First, the strategic management process is not the same as the strategic planning process. This process subsumes strategic planning, particularly in dynamic and uncertain environments. Increasingly, the aim of the strategic management process is to promote effective resource allocation decisions and activities, whereas the strategic planning process is an important communication tool that promotes coordination within the organization.

Second, this process is not the same as strategic leadership. Management deals with the effective use of organizational resources within an existing order; leadership deals with showing others the way so that a new organizational order can be created. Both sets of activities are important and sometimes overlap, but each activity has a different aim and usually requires different skills sets.

Finally, this process is not the same as strategic thinking or decision making or control. Although strategic managers often think carefully and make important decisions, they also act on those decisions and oversee the execution of those decisions. As such, the strategic management is a holistic process that subsumes these three activities.

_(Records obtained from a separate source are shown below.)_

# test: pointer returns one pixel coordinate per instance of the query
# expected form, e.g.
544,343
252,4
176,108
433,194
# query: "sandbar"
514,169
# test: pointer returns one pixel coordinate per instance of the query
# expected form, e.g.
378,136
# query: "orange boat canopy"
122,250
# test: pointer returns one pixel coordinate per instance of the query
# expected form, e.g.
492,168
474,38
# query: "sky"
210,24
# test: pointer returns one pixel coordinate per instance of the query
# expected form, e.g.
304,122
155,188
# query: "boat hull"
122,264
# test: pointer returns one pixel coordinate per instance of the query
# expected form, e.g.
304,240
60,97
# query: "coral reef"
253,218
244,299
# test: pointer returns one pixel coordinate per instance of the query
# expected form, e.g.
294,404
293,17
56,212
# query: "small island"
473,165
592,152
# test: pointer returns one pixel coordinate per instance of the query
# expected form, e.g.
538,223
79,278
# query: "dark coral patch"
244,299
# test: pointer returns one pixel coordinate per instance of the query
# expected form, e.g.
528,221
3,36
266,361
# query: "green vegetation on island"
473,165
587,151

Top managers in the health care industry have not historically used the strategic management process because tactical excellence was emphasized in a cost-plus-reimbursement framework. Today, this has all changed. Tactical excellence is still important, but attention to “big picture” strategic issues within the strategic management process is essential as well.

The strategic management process, if done well, should ensure the long-run health and viability of the organization. Organizational health is best judged from a balanced and holistic perspective that considers financial and nonfinancial considerations as well as a broad range of organizational stakeholders. The balanced scorecard is a useful framework to create a strategy-focused organization from a holistic perspective.

In our information-based global economy, innovation is increasingly the only option that strategic managers and leaders can pursue to be successful. Because information is increasing in comprehensiveness and velocity, cost efficiencies are quickly apparent and eventually copied by competitors. Although continuous attention to cost efficiencies will always be important to “remain in the game,” the only viable option for long-term growth is for the strategic management process to focus on creative ways to produce new and valuable products and services or to literally “change the game.” As such, strategic managers must work with strategic leaders to deal with the increasingly paradoxical strategic situations that demand maintaining stability while trying to change, balancing short-term goals with long-term ones, and acting to reconcile the multiple, and sometimes conflicting, interests of organizational stakeholders.